Biological systems aren’t necessarily mathematical, and it is possible that there is no “sufficient” condition; EBV just leads to MS in an extraordinarily small number of instances. In turn, we have to take this into account in decision-making. Does it make sense to develop a vaccine against a rare (albeit tragic, disabling, and inevitably fatal) disease? If EBV is implicated in other diseases, possibly. However, vaccines aren’t without risk (or expense), and even though the risk is very small (as it is for all the vaccines we use today), it’s not clear that it makes sense to take that risk for a disease that very few people get. How do you trade off a small risk against a very small reward? Given the anti-vax hysteria around COVID, requiring children to be vaccinated for a rare disease might not be poor public health policy; it might be the end of public health policy.
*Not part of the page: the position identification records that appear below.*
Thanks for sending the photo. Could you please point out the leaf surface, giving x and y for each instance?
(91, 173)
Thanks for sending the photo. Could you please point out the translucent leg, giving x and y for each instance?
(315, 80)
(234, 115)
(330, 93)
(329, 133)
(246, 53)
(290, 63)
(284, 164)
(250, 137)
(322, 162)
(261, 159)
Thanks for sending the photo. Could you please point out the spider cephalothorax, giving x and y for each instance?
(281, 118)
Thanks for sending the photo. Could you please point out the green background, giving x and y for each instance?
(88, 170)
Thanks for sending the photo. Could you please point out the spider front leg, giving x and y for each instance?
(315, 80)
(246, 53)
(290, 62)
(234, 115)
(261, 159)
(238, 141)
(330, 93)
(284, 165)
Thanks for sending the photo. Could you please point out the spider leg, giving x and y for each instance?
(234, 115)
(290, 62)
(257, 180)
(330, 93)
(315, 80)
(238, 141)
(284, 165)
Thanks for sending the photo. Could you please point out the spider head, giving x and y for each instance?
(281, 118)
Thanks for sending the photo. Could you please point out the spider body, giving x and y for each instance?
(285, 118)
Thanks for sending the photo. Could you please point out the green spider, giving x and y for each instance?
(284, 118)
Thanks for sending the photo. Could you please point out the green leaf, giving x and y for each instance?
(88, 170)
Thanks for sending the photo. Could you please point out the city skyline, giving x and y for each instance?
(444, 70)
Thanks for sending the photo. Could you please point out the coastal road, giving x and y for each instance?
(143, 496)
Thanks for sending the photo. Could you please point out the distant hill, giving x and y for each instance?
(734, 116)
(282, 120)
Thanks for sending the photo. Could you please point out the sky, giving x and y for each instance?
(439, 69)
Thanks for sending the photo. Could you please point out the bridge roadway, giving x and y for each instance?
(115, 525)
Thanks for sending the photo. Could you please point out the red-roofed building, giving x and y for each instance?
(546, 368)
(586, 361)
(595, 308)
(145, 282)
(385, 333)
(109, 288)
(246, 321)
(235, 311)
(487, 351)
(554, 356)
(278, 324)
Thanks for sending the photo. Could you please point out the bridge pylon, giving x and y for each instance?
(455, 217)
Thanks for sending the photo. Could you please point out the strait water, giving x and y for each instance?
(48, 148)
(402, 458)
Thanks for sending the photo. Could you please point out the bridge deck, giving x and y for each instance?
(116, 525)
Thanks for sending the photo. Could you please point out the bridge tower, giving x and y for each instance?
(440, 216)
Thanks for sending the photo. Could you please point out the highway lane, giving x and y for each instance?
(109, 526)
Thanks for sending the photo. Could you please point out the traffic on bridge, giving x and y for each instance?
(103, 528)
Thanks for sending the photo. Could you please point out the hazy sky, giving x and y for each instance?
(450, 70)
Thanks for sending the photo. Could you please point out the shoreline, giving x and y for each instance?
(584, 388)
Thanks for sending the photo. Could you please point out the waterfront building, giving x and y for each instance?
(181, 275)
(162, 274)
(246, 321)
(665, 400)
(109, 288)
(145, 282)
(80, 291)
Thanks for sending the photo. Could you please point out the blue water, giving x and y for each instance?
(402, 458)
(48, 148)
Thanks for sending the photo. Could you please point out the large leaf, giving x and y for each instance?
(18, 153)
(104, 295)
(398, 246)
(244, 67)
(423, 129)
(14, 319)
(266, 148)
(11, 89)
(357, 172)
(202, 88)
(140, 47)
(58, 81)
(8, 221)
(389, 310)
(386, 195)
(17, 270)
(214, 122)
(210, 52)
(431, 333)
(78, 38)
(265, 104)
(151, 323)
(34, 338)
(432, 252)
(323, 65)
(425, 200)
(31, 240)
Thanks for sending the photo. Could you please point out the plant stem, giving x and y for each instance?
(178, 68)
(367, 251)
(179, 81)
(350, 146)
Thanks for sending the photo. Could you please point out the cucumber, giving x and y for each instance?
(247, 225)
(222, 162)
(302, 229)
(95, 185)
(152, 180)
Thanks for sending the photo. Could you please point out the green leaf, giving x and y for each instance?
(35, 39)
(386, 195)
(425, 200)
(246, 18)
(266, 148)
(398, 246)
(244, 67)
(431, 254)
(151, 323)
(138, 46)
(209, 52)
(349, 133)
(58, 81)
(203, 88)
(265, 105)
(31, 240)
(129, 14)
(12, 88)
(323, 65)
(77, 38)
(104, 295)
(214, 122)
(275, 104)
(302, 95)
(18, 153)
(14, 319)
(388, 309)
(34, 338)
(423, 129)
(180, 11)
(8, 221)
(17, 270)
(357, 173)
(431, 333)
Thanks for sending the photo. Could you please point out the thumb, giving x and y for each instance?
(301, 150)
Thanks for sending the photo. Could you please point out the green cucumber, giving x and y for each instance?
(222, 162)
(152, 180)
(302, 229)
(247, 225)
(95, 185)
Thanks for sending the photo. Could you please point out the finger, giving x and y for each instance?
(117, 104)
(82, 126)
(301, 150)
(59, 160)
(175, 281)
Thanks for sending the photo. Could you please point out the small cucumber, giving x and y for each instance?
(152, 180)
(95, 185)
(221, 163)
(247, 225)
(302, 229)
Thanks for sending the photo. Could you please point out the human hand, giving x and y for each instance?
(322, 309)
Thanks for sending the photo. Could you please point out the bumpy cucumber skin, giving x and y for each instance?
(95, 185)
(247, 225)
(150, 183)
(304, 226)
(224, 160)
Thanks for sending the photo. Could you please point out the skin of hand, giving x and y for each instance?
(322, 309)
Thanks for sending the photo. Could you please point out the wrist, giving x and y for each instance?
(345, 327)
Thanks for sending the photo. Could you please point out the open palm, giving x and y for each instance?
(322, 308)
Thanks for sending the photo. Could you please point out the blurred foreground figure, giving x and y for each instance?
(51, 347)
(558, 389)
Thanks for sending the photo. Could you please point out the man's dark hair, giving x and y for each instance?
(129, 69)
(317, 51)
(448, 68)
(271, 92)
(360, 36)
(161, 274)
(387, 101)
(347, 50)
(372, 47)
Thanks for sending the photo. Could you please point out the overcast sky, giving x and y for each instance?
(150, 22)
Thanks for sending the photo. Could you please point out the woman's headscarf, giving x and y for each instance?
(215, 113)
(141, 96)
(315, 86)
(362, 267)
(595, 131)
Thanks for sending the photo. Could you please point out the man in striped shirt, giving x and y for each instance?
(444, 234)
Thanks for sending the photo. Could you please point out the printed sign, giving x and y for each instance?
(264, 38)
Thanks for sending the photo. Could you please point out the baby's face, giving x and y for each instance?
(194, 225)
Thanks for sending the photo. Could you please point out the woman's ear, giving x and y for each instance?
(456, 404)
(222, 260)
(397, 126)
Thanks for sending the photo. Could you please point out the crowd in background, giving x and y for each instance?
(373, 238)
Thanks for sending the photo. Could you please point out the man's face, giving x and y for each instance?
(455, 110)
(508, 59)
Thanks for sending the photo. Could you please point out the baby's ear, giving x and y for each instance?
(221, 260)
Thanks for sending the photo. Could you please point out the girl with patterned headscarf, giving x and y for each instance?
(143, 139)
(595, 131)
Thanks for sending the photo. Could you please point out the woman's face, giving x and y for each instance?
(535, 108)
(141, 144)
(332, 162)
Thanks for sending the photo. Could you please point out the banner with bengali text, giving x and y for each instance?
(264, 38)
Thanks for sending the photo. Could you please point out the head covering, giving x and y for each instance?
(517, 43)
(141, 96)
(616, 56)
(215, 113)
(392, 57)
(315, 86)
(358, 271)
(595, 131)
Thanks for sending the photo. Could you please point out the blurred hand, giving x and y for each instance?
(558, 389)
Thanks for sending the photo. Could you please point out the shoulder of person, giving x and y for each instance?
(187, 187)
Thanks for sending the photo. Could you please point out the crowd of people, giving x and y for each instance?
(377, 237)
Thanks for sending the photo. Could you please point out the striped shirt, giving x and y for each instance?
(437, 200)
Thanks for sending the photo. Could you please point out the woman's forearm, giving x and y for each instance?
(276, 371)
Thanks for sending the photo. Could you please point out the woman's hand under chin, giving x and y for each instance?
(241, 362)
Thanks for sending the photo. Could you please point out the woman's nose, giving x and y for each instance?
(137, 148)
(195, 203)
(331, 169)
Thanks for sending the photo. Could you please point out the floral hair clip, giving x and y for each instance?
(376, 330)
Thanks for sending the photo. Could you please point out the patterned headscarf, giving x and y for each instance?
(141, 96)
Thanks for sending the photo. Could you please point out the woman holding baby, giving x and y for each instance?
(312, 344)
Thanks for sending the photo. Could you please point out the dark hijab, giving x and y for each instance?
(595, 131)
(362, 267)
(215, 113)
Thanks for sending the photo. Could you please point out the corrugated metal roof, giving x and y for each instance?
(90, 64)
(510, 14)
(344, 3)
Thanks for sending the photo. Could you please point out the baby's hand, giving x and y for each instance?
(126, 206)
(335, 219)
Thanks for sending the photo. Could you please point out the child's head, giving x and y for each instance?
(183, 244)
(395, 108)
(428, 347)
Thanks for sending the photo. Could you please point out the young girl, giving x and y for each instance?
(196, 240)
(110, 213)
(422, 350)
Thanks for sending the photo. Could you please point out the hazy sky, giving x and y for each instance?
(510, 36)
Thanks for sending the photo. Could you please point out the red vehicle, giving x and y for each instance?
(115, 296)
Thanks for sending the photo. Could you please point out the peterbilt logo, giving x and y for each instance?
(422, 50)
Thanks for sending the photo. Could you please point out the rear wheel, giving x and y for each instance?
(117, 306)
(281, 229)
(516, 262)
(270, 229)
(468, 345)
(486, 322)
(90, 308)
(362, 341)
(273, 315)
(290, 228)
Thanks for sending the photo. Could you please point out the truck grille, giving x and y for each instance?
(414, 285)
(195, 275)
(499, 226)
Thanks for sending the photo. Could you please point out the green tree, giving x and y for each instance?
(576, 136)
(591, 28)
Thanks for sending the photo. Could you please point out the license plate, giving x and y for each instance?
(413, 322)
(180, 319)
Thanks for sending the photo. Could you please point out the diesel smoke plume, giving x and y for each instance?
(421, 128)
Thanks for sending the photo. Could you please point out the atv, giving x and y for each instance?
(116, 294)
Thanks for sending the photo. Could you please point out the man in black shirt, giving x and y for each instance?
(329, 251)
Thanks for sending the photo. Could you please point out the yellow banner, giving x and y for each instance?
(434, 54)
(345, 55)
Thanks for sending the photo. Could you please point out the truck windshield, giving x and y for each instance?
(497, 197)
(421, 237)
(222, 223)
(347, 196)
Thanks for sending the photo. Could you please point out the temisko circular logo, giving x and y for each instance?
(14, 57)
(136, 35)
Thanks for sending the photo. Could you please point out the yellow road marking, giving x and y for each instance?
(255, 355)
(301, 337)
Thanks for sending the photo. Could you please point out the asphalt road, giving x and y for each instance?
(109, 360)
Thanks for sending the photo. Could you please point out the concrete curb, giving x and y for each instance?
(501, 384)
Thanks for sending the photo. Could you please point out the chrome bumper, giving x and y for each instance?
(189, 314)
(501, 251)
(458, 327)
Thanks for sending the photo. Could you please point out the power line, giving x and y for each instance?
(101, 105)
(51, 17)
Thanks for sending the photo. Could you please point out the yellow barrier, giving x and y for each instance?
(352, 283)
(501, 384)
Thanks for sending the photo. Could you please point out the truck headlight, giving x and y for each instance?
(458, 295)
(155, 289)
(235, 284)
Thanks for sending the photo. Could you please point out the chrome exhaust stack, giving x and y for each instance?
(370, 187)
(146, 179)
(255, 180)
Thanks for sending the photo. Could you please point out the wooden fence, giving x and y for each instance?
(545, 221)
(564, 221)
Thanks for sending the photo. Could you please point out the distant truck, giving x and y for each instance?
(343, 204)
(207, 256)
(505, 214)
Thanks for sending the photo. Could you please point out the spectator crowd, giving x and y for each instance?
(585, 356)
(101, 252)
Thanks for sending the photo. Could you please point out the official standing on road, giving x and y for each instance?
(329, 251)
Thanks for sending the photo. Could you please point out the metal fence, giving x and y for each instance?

More generally: how do you build software systems that predict rare events? This is another version of the same problem—and unfortunately, the policy decision we are least likely to make is not to create such software. The abuse of such systems is a clear and present danger: for example, AI systems that pretend to predict “criminal behavior” on the basis of everything from crime data to facial images, are already being developed. Many are already in use, and in high demand from law enforcement agencies. They will certainly generate far more false positives than true positives, stigmatizing thousands (if not millions) of people in the process. Even with carefully collected, unbiased data (which doesn’t exist), and assuming some kind of causal connection between past history, physical appearance, and future criminal behavior (as in the discredited 19th century pseudoscience of physiognomy), it is very difficult, if not impossible, to reason from a relatively common cause to a very rare effect. Most people don’t become criminals, regardless of their physical appearance. Deciding a priori who will can only become an exercise in applied racism and bias.
Virology aside, the Epstein-Barr virus has one thing to teach us. How do we think about a cause that rarely causes anything? That is a question we need to answer.